The conference attracted a high caliber of speakers; across an eight track scientific programme delivered over 4 days. Scientific tracks included Nutrition, Exercise, Psychology to lifestyle; Healthy weight to weight related pathologies; Genes, Environment and Pathophysiology, and lifestyle intervention to drugs and surgery.
The conference was the first opportunity to present the novel research aimed at tackling adolescent obesity conducted here at the Centre for Sport and Exercise Science, Sheffield Hallam University, in collaboration with Sheffield Children’s hospital, led by Lindsey Reece.
Work was presented as a poster titled ‘Pilot Study: Use of intragastric balloons alongside a lifestyle support programme to promote weight loss in severely obese adolescents: The BOB study’ and is also published in a special issue of Obesity Reviews journal.
This innovative research was very well received sparking many discussions, primarily around adolescents being the forgotten age group and the need for innovative methods to engage this target group, which thus far has proved challenging. It provided an excellent opportunity to build new partnerships with researchers around the world, gain insight into latest tools and techniques, all helping in the design of future research bids.

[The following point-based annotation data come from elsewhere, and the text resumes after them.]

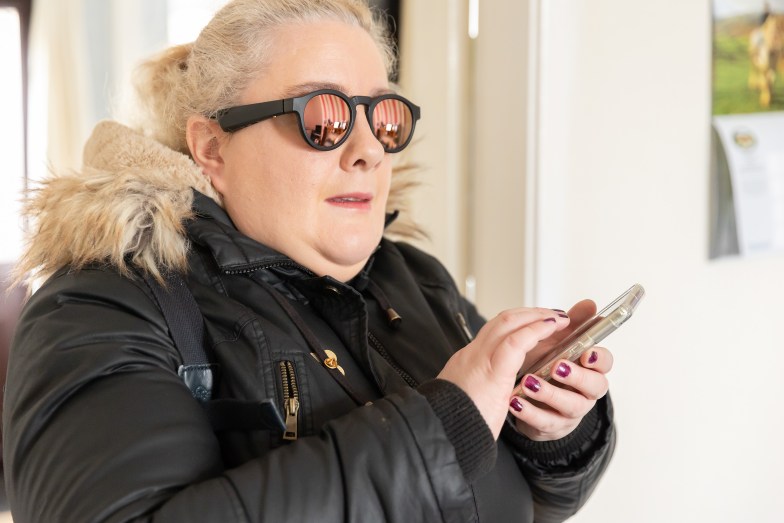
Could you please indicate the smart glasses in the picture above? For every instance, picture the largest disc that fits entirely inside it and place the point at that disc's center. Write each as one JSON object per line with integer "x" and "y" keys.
{"x": 326, "y": 117}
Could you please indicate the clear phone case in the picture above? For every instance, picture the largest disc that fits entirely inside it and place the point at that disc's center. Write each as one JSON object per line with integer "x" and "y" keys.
{"x": 591, "y": 332}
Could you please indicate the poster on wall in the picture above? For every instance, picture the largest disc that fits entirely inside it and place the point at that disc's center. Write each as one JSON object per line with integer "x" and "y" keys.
{"x": 747, "y": 186}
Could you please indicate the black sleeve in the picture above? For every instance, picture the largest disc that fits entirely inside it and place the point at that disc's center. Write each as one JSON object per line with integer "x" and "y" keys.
{"x": 99, "y": 428}
{"x": 562, "y": 474}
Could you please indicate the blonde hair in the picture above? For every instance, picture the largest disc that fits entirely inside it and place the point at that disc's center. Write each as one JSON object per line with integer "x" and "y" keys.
{"x": 212, "y": 72}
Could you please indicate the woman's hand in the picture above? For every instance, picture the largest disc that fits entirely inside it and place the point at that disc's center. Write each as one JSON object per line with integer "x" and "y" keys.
{"x": 486, "y": 368}
{"x": 551, "y": 410}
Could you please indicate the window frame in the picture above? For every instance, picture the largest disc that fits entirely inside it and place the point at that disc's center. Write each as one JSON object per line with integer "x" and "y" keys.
{"x": 24, "y": 8}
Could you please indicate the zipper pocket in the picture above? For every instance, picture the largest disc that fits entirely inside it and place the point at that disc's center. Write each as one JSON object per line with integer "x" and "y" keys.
{"x": 376, "y": 344}
{"x": 464, "y": 327}
{"x": 290, "y": 398}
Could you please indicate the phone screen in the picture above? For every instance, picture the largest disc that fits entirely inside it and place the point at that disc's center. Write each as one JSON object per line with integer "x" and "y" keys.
{"x": 589, "y": 333}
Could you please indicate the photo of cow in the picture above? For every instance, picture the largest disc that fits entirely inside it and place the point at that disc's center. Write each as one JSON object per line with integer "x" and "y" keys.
{"x": 748, "y": 56}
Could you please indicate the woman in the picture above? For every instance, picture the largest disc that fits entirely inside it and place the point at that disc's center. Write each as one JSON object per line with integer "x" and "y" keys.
{"x": 262, "y": 175}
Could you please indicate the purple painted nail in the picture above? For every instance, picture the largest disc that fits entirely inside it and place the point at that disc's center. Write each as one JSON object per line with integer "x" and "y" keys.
{"x": 563, "y": 370}
{"x": 532, "y": 384}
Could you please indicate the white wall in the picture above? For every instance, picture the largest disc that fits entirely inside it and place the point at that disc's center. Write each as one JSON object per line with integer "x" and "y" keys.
{"x": 620, "y": 175}
{"x": 625, "y": 111}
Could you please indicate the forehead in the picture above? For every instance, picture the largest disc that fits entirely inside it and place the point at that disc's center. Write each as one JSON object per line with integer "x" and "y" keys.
{"x": 319, "y": 53}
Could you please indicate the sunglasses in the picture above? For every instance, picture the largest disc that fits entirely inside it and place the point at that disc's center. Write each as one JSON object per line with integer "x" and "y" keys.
{"x": 326, "y": 117}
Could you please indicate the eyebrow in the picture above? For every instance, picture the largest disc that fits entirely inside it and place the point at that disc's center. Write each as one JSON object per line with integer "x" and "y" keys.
{"x": 308, "y": 87}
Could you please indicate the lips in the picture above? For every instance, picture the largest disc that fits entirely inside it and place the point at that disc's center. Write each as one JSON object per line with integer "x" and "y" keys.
{"x": 352, "y": 200}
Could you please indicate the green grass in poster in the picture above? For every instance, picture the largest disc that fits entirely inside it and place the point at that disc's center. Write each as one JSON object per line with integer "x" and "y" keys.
{"x": 731, "y": 70}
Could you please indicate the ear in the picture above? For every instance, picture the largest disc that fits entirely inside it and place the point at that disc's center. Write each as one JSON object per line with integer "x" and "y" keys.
{"x": 204, "y": 137}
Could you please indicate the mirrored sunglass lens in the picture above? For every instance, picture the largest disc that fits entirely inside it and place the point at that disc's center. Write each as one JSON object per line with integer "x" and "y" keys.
{"x": 326, "y": 119}
{"x": 392, "y": 122}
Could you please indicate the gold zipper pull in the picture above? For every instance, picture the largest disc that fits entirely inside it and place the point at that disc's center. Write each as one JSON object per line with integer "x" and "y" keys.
{"x": 292, "y": 407}
{"x": 331, "y": 361}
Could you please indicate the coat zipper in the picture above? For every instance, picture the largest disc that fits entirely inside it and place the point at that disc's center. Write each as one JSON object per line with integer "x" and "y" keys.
{"x": 464, "y": 326}
{"x": 290, "y": 398}
{"x": 384, "y": 354}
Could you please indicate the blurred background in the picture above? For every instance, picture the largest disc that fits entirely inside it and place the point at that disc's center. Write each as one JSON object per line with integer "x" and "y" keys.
{"x": 565, "y": 153}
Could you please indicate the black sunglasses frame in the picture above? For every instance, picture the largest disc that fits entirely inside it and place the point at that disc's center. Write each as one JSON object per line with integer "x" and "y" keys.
{"x": 233, "y": 119}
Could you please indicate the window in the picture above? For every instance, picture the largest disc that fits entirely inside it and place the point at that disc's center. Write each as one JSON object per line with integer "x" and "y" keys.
{"x": 12, "y": 130}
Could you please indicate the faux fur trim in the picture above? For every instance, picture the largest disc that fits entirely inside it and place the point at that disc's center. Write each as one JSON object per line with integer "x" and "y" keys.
{"x": 128, "y": 204}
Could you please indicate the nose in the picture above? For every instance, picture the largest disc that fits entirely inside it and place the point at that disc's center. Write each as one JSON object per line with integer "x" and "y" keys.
{"x": 362, "y": 150}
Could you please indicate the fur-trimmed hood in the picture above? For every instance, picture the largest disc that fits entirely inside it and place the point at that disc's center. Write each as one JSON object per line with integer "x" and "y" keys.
{"x": 128, "y": 204}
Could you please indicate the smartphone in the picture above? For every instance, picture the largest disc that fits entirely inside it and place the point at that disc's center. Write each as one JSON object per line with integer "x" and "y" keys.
{"x": 589, "y": 333}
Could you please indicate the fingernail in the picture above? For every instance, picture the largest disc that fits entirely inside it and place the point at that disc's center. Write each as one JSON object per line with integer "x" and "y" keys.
{"x": 532, "y": 384}
{"x": 563, "y": 370}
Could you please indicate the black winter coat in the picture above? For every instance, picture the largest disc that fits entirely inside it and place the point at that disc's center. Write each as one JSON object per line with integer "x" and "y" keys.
{"x": 99, "y": 427}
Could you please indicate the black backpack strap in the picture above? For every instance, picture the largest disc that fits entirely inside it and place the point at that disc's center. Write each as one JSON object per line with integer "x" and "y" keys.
{"x": 186, "y": 326}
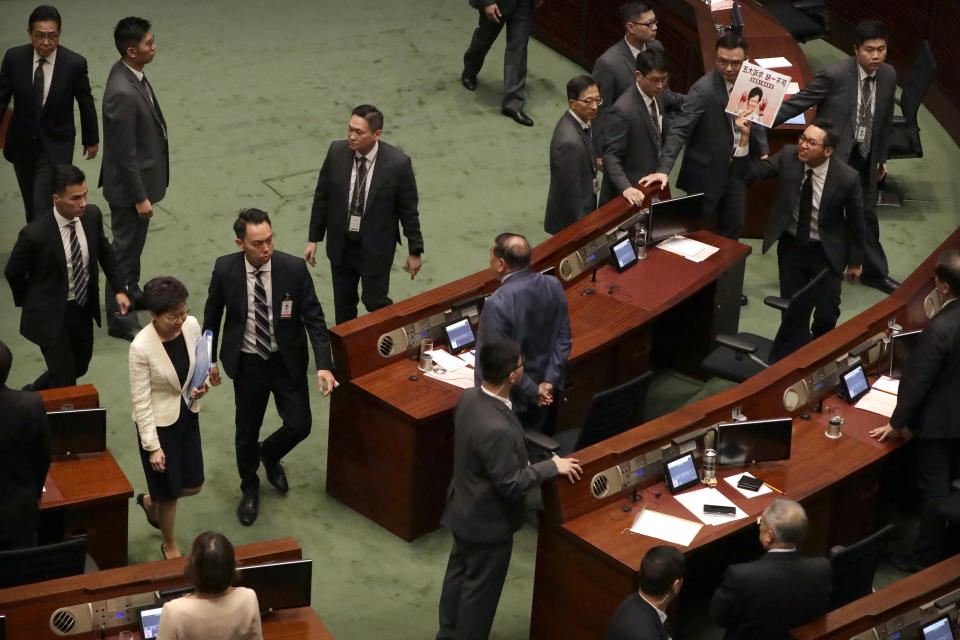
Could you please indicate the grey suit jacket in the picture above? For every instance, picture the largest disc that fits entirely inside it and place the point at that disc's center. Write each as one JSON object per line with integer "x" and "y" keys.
{"x": 614, "y": 72}
{"x": 840, "y": 219}
{"x": 834, "y": 92}
{"x": 136, "y": 162}
{"x": 706, "y": 130}
{"x": 491, "y": 472}
{"x": 572, "y": 170}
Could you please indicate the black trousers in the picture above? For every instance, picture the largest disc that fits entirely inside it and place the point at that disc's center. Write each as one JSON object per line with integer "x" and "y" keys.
{"x": 799, "y": 264}
{"x": 518, "y": 24}
{"x": 69, "y": 356}
{"x": 256, "y": 379}
{"x": 348, "y": 275}
{"x": 471, "y": 588}
{"x": 36, "y": 186}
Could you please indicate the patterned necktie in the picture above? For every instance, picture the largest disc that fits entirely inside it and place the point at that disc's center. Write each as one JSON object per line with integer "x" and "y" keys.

Several awards were presented to researchers who had provided significant contributions in their research area. Professor Steven Blair received the award for Population science and public health, delivering a powerful, yet entertaining presentation on Physical Inactivity: A major public health problem. He highlighted the impact of being physically active on health but also reinforced the need to move with technology, researching the latest gadgets and utilising the feedback they give as an approach to increase activity levels. Seizing the moment, I spoke about the National Centre for Sport and Exercise Medicine here in Sheffield – something to follow up now I am back!
Other work of particular interest included Lobstein’s work on the latest epidemiology of obesity in children: international comparisons, Susan Jebb discussed behavioural strategies for weight management, Steinbeck explored adolescents as the forgotten population, Sallis presented changing physical activity environments, Nick Finer considered bariatric surgery for who, when and how, plus lots more.
Overall, a fantastic experience, a privilege listening to speakers I frequently quote in my work and an excellent opportunity to learn from the driving forces in the obesity field.